The prosecutor, Assistant District Attorney Thomas L. Potter, sent an email to the primary victim in the case – there were two victims – acknowledging that Circuit Judge Kori Ashley issued the sequestration order, then added, “I am nevertheless inviting you to attend the opening statement because I believe Judge Ashley’s order to be inconsistent with Wisconsin law, and wish to have it reviewed by an appellate court.”
Potter argued before Ashley that state law and “Marsy’s Law,” a victims' rights amendment to the Wisconsin Constitution adopted by voters in April 2020, gave victims the right not to be physically excluded from the courtroom, according to a brief filed Wednesday by District Attorney John Chisholm and Assistant District Attorney Julie Knyszek.
Specifically, Marsy’s Law gives victims the right to “attend all proceedings involving the case” if they ask to do so. It also states that rights given to victims will not infringe on defendants’ federal constitutional rights, such as the right to due process.

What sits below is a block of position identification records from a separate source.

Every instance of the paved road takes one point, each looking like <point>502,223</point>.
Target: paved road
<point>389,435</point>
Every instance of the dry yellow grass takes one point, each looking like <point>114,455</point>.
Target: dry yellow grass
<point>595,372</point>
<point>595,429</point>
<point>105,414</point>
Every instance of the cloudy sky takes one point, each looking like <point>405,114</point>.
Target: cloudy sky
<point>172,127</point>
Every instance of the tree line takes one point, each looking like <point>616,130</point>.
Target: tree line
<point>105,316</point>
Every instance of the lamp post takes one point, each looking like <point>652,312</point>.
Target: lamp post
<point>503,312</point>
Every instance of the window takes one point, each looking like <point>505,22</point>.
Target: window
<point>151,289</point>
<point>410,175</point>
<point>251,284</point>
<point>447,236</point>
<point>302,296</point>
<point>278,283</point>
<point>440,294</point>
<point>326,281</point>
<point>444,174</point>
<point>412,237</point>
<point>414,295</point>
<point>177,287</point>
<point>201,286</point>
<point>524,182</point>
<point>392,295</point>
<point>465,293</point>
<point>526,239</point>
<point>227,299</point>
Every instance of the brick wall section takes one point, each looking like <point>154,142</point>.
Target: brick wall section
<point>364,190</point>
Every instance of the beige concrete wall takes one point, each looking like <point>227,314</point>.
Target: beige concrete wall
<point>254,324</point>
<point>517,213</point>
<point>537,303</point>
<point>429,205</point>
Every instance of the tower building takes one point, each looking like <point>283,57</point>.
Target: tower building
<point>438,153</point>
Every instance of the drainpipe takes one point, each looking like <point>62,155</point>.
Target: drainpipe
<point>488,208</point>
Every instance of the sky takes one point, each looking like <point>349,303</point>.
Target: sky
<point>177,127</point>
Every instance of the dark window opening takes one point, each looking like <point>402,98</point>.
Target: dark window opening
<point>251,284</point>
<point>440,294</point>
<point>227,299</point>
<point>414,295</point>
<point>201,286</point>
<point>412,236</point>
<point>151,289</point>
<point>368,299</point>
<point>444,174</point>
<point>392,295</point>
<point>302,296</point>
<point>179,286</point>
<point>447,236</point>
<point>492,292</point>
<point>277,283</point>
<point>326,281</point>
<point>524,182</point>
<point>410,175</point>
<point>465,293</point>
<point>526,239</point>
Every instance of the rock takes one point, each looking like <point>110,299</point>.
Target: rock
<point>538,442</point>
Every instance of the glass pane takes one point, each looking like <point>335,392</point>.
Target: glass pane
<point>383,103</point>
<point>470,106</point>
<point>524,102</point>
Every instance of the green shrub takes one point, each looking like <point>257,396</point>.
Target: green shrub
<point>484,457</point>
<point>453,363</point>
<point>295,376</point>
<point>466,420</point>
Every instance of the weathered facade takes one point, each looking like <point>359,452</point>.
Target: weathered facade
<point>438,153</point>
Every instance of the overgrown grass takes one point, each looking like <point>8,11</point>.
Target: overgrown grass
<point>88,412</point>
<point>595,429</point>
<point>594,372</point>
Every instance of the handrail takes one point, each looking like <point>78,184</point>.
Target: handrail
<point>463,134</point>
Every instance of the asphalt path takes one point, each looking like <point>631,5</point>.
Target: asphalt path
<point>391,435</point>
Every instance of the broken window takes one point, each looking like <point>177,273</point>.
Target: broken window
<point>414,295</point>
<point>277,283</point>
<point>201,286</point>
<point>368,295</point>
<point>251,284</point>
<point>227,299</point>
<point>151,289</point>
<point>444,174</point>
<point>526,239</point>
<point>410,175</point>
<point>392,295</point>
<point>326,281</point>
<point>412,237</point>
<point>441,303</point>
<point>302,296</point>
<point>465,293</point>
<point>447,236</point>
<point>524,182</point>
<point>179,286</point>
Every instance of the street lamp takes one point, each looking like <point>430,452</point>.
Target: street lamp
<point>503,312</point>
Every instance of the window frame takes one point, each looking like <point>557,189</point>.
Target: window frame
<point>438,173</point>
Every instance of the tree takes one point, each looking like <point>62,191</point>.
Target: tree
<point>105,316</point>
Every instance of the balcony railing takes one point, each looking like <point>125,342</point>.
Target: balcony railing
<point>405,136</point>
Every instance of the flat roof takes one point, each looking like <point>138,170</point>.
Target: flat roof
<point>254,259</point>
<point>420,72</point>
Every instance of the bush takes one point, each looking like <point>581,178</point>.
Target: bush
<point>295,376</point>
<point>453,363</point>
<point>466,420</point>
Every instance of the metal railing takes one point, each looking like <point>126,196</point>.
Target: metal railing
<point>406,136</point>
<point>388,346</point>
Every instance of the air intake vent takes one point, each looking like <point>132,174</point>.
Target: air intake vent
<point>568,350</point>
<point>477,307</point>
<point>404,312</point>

Defendant Arielle A. Simmons, represented by attorney Colleen Cullen, argued that sequestration was justified because the victims were criminal defense lawyers and would be more likely to shape their testimony to fit the state’s theory of the case, according to the brief. Simmons was charged with misdemeanor assault and misdemeanor disorderly conduct in the case.
Ashley, according to the brief, ruled that the “defense theory of the case” made sequestering the victims until after they testified necessary.

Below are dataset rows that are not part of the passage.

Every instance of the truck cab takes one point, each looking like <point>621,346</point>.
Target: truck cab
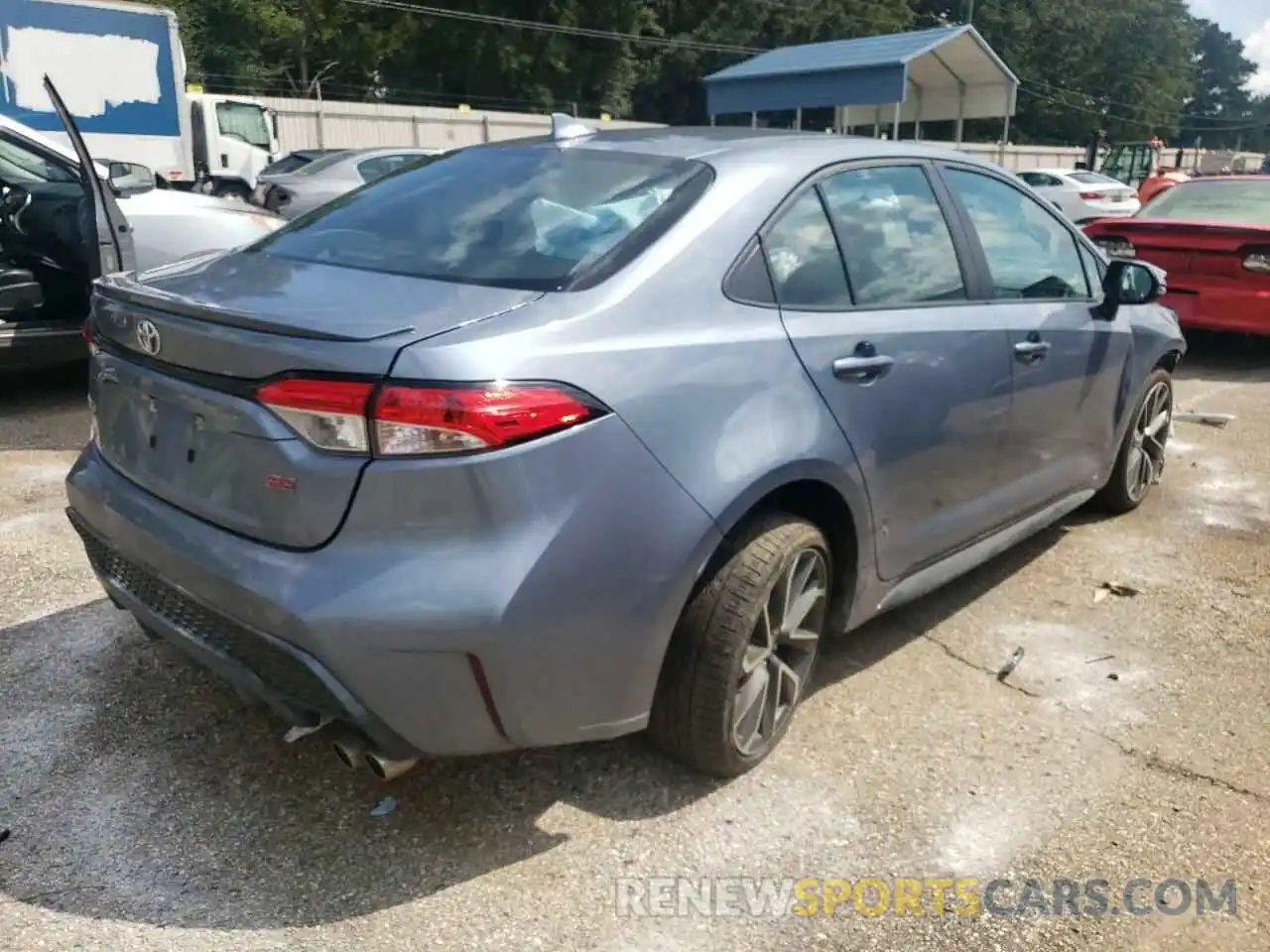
<point>232,140</point>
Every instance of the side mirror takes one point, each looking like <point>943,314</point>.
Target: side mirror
<point>131,179</point>
<point>1129,284</point>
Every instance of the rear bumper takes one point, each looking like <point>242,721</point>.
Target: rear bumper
<point>36,347</point>
<point>535,633</point>
<point>1224,308</point>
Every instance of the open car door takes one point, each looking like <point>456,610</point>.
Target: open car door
<point>103,223</point>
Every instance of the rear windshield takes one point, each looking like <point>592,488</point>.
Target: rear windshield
<point>529,217</point>
<point>321,162</point>
<point>1091,178</point>
<point>1230,202</point>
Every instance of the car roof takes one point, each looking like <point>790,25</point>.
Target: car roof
<point>389,150</point>
<point>735,144</point>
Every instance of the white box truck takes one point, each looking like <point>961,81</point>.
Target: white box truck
<point>121,68</point>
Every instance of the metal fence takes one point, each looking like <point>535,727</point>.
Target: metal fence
<point>314,123</point>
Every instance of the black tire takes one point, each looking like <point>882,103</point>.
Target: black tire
<point>234,190</point>
<point>702,675</point>
<point>1116,498</point>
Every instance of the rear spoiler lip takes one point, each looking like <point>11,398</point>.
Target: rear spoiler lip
<point>125,290</point>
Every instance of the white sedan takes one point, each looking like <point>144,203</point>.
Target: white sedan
<point>1082,195</point>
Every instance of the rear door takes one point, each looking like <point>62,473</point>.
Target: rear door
<point>1067,365</point>
<point>874,298</point>
<point>102,222</point>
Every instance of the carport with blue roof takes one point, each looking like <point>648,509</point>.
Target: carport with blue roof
<point>931,75</point>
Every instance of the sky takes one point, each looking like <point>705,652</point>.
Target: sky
<point>1247,21</point>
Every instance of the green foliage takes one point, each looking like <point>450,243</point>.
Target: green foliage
<point>1132,67</point>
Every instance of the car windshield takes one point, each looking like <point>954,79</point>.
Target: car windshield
<point>1227,200</point>
<point>21,164</point>
<point>526,217</point>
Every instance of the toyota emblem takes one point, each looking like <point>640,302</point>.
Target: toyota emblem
<point>148,336</point>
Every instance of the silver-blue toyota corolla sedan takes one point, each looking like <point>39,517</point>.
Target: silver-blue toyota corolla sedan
<point>561,439</point>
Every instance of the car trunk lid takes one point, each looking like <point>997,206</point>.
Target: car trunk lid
<point>1211,249</point>
<point>181,356</point>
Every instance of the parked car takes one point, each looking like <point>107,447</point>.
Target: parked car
<point>46,270</point>
<point>286,167</point>
<point>1211,235</point>
<point>1082,195</point>
<point>558,439</point>
<point>291,162</point>
<point>330,177</point>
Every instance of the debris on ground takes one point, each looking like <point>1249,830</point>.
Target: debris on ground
<point>1114,588</point>
<point>1216,420</point>
<point>295,734</point>
<point>1011,662</point>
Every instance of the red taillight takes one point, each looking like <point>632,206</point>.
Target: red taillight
<point>329,414</point>
<point>416,420</point>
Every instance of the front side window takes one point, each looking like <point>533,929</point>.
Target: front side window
<point>245,122</point>
<point>22,164</point>
<point>894,239</point>
<point>512,216</point>
<point>803,258</point>
<point>1030,254</point>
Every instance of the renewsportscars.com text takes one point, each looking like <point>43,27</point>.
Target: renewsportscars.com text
<point>873,896</point>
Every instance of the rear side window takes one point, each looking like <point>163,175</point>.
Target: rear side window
<point>894,238</point>
<point>1030,254</point>
<point>381,166</point>
<point>515,216</point>
<point>803,257</point>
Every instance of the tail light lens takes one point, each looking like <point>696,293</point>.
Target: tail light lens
<point>1116,246</point>
<point>402,419</point>
<point>1257,262</point>
<point>327,414</point>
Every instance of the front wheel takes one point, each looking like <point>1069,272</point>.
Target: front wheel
<point>742,655</point>
<point>1141,460</point>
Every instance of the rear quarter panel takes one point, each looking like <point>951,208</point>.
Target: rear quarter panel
<point>710,386</point>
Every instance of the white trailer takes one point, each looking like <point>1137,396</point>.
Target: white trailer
<point>121,68</point>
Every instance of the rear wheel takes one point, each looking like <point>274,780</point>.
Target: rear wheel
<point>1141,460</point>
<point>742,655</point>
<point>234,190</point>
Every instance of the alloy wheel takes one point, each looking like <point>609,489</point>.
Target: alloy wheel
<point>1146,460</point>
<point>781,651</point>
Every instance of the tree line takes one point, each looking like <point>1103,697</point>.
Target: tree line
<point>1134,68</point>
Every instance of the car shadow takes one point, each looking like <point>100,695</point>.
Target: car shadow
<point>176,802</point>
<point>45,411</point>
<point>1237,358</point>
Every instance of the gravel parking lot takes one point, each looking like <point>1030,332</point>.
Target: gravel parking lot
<point>151,809</point>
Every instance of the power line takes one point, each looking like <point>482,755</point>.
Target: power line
<point>585,32</point>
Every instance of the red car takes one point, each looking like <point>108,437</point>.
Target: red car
<point>1211,235</point>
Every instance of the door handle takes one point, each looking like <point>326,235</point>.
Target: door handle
<point>862,370</point>
<point>1032,350</point>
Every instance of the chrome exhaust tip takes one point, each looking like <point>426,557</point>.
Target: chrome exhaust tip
<point>385,769</point>
<point>350,751</point>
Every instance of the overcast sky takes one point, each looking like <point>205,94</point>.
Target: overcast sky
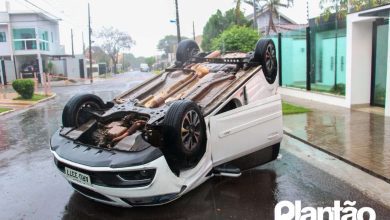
<point>146,21</point>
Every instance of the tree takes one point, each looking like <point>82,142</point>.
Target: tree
<point>150,61</point>
<point>168,44</point>
<point>113,41</point>
<point>236,38</point>
<point>219,22</point>
<point>272,7</point>
<point>98,55</point>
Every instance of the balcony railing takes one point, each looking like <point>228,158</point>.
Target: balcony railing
<point>25,44</point>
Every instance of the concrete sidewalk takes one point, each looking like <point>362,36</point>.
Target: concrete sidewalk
<point>7,95</point>
<point>358,137</point>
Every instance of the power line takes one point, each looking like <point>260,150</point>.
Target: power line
<point>40,8</point>
<point>47,12</point>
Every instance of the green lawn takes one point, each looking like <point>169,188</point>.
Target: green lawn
<point>289,109</point>
<point>4,110</point>
<point>35,98</point>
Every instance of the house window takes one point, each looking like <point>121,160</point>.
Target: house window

After Potter sent the email, he assured Ashley that he was simply trying to preserve the issue for appeal and did not mean to show disrespect. She found him in contempt, as he wanted her to do, and fined him $500. She stayed the fine pending the appeal, according to online court records.

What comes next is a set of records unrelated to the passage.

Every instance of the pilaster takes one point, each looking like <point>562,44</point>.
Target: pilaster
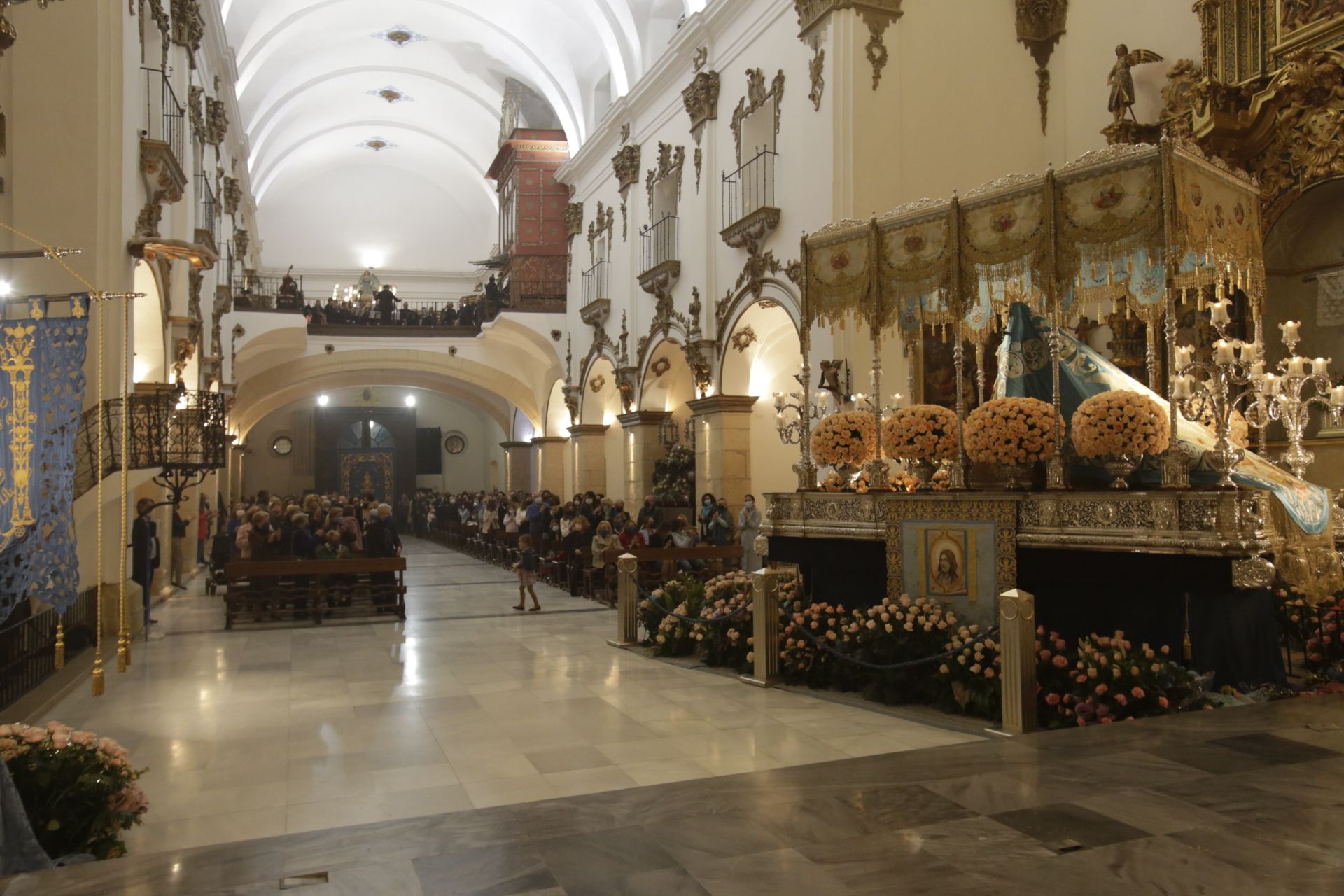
<point>643,448</point>
<point>723,445</point>
<point>589,457</point>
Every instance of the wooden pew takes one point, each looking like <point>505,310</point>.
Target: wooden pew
<point>315,589</point>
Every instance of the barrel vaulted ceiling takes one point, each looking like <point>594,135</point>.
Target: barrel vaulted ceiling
<point>372,124</point>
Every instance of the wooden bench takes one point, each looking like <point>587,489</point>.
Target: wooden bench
<point>315,589</point>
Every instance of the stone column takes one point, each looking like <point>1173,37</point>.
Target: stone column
<point>518,466</point>
<point>589,445</point>
<point>550,463</point>
<point>723,447</point>
<point>641,448</point>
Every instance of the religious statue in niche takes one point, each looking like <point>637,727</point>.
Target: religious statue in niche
<point>830,381</point>
<point>1121,80</point>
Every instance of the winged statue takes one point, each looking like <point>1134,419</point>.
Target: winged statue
<point>1123,81</point>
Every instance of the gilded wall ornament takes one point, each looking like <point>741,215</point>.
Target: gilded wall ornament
<point>702,101</point>
<point>742,339</point>
<point>757,97</point>
<point>1041,24</point>
<point>816,71</point>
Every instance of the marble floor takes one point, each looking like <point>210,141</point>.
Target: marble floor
<point>269,731</point>
<point>1233,802</point>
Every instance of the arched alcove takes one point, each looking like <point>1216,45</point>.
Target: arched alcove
<point>150,362</point>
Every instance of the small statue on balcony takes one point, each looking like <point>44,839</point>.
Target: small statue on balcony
<point>368,285</point>
<point>1123,81</point>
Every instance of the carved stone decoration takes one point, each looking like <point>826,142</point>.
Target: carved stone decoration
<point>702,101</point>
<point>233,194</point>
<point>625,164</point>
<point>671,160</point>
<point>816,71</point>
<point>1288,133</point>
<point>188,27</point>
<point>1041,24</point>
<point>756,99</point>
<point>217,121</point>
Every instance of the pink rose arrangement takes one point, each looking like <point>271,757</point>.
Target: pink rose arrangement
<point>1120,424</point>
<point>921,433</point>
<point>1011,431</point>
<point>846,437</point>
<point>80,790</point>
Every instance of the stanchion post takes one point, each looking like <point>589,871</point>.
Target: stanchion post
<point>626,602</point>
<point>765,640</point>
<point>1018,649</point>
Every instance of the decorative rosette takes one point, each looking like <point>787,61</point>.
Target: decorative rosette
<point>921,433</point>
<point>1120,424</point>
<point>846,437</point>
<point>1011,431</point>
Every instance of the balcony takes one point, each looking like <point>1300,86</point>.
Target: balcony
<point>410,318</point>
<point>660,261</point>
<point>749,210</point>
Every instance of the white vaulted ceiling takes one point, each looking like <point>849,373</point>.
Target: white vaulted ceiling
<point>308,80</point>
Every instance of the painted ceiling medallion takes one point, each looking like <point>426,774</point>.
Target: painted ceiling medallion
<point>400,35</point>
<point>391,94</point>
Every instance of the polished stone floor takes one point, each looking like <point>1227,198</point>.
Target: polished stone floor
<point>260,732</point>
<point>1233,802</point>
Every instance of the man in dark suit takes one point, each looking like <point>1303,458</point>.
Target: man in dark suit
<point>386,298</point>
<point>144,552</point>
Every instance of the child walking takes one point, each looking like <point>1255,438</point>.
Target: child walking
<point>526,570</point>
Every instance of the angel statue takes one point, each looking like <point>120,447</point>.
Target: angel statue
<point>1123,83</point>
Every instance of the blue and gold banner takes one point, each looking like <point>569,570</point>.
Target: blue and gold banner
<point>42,387</point>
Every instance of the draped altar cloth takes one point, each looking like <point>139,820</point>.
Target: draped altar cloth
<point>42,386</point>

Ashley, the brief said, did not rule on the exclusion issue until right before the start of the trial.
“Only through the finding of contempt was an opportunity for review of victim exclusion made available,” Chisholm and Knyszek wrote. “The release of incriminating information at trial cannot be undone; likewise the improper exclusion of a victim causes irreparable harm, regardless of the outcome of that trial.”
The reason Ashley gave for sequestering the victims was not specific enough, the brief said.
“The only basis for these assertions was that both victims were criminal defense attorneys who have tried cases and were thus aware of the court system,” Chisholm and Knyszek wrote. “Their knowledge and experience in trying criminal cases somehow meant they could not be trusted to testify truthfully. As Potter would argue, the fact that the victims were officers of the court was hardly reason to deny their right to attend the trial; such an ‘employment status’ argument presumed bad faith and made no sense.”
State law also gives victims certain rights to attend proceedings during the testimony of others, they said. Physical sequestration, while it can be useful, “has been strictly limited for excluding victims.”
“Neither Simmons nor the circuit court cited to a single case, from any court, which held that a witness sitting through a trial, and then testifying, violated a defendant’s federal constitutional right to due process,” they said.
No opposing brief has yet been filed.
Simmons ultimately took her case to trial. A jury acquitted her of misdemeanor battery and convicted her of disorderly conduct, also a misdemeanor. Ashley fined her $400 and made her record eligible for expungement.